My recent paintings are oil portraits of people—usually iconic figures from the past—who haunt the collective unconscious. These are not traditional tributes or realist likenesses; they are apparitions, archetypes, psychological projections. Some are famous. Some are familiar only to me. All of them stand in for something larger: gender, glamour, power, vulnerability, collapse.

After years of working with acrylic on unprimed canvas—fast, raw, and immediate—I’ve turned to oil painting to go deeper, slower, and stranger. The medium slows me down in a way that makes me sit longer with the people I paint. They don’t feel like subjects. They feel like visitations.

Certain figures return again and again—Jackie, C.Z Guest, Babe Paley—not out of nostalgia, but compulsion. I revisit them the way you revisit a recurring dream, or a riddle you can’t quite solve. Repetition becomes its own kind of séance.

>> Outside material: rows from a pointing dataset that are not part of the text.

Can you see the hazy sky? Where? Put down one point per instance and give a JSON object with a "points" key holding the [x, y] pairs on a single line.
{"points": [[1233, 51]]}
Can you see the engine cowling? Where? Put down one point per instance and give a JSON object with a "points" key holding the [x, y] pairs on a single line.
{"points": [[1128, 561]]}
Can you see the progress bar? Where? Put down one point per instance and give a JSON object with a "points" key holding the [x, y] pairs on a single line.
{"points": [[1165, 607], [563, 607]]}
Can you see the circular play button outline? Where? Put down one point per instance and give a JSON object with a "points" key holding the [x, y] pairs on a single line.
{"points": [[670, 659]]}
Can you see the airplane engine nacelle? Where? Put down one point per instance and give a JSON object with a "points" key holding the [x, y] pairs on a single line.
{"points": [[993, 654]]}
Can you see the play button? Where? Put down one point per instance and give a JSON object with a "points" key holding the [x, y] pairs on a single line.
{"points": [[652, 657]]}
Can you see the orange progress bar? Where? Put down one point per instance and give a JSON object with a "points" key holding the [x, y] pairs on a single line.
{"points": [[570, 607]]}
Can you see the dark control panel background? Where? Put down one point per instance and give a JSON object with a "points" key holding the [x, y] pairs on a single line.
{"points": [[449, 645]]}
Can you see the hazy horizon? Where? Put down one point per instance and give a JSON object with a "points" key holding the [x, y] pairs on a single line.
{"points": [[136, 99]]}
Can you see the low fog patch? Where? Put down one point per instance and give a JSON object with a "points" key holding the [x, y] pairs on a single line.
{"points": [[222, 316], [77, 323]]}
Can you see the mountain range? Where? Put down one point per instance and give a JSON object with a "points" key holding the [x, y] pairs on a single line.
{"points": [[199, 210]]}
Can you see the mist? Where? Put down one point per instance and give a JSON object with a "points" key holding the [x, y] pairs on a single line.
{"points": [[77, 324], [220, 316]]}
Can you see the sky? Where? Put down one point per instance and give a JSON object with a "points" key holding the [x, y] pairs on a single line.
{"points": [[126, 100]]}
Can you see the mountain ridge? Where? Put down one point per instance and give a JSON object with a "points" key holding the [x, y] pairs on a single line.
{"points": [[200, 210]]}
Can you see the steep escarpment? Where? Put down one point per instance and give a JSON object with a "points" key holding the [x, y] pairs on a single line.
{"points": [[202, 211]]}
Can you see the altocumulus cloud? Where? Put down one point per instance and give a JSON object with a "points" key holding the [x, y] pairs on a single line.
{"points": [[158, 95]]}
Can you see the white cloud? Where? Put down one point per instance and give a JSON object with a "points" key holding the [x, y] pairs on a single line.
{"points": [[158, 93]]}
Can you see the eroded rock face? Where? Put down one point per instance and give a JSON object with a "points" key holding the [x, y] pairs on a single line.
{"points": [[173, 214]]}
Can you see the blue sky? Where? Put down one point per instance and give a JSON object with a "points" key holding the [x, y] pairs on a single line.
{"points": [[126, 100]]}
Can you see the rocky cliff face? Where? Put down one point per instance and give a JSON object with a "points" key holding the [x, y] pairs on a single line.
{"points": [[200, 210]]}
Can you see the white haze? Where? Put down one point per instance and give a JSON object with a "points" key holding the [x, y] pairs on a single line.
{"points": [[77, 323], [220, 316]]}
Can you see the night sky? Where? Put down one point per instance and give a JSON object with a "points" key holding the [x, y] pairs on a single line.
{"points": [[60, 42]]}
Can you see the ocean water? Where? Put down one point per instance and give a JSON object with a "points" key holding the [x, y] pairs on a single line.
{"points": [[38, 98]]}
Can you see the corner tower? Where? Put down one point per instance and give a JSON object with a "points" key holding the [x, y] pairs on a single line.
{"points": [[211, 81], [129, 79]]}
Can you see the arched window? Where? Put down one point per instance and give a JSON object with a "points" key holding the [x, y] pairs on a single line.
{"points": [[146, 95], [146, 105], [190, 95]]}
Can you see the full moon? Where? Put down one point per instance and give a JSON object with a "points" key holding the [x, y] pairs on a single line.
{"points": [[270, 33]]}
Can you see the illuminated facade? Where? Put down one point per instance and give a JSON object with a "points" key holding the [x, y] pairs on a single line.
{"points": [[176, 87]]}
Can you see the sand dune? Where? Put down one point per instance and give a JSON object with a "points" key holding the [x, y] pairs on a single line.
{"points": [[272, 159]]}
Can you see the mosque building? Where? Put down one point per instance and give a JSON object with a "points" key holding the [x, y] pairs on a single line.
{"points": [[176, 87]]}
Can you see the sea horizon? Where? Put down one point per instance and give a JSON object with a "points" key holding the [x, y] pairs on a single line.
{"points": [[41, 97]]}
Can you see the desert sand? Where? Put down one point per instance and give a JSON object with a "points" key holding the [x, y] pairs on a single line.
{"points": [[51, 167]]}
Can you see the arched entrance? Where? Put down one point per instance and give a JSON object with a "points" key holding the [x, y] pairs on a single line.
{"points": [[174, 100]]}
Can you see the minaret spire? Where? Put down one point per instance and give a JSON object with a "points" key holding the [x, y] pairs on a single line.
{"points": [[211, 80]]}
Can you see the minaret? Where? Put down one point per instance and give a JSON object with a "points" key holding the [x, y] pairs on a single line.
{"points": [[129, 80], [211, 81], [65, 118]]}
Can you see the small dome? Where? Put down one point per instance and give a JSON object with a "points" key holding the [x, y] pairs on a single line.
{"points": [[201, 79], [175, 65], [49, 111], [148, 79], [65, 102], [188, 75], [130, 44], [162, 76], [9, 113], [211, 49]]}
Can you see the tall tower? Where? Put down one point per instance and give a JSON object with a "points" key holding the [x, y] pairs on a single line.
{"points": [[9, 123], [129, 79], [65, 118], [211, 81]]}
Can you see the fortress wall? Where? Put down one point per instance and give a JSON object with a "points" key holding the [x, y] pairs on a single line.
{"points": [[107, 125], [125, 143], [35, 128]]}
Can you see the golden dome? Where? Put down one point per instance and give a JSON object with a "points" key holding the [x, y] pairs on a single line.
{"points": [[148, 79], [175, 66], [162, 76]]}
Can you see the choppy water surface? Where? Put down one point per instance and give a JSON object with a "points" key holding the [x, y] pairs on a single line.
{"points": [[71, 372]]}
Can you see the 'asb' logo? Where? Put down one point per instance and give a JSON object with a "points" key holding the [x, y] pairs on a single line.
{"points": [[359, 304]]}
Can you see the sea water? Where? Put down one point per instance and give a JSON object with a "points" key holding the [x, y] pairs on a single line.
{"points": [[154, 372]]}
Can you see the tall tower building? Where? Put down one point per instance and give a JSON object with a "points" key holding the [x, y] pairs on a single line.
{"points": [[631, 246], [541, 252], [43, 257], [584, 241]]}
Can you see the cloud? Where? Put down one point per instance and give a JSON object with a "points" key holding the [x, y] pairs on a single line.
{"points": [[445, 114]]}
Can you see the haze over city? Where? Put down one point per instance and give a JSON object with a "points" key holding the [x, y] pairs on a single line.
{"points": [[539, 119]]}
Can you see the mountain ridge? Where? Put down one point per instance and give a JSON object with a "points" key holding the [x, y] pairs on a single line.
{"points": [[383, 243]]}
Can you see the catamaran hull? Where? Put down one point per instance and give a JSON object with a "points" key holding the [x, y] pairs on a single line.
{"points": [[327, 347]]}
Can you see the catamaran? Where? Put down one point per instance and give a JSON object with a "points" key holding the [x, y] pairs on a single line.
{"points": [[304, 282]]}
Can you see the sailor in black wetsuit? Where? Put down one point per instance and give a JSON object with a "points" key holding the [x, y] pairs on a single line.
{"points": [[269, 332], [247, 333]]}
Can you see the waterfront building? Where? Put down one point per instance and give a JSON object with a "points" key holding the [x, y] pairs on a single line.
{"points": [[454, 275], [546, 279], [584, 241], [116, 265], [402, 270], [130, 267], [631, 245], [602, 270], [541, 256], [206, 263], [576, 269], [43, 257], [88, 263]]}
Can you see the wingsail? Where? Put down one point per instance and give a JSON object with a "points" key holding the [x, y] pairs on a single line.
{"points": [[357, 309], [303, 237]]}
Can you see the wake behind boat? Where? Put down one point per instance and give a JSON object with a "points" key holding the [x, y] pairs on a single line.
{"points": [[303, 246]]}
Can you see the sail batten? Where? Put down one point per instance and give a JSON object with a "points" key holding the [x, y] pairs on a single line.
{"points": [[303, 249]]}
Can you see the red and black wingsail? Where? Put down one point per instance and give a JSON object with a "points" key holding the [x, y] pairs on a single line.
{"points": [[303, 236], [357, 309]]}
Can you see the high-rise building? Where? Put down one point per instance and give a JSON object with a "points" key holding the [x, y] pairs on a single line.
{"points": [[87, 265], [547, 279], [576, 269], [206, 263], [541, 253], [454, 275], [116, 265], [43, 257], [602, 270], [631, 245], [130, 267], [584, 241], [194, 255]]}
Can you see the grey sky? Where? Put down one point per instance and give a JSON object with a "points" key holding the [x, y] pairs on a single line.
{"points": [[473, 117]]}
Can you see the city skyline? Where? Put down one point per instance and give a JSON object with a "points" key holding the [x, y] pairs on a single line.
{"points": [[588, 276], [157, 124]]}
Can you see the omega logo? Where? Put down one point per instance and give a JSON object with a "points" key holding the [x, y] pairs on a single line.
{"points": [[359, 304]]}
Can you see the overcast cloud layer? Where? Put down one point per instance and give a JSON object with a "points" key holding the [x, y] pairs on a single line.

The painting decides when it's complete—I just listen.That might mean a background left undone, a face that dissolves at the edges, or a sketchlike looseness that resists completion. I trust that moment now. It tells me when to walk away.

I'm interested in collapsing time: the 1970s bleeding into the 1870s, the 20th century surfacing in a dream of the 21st. These works are part séance, part satire. I think of them as both love letters and interrogations. My goal is to create a space where image and identity are not fixed, but slippery—eroding, becoming, returning.

This is not nostalgia. It’s confrontation.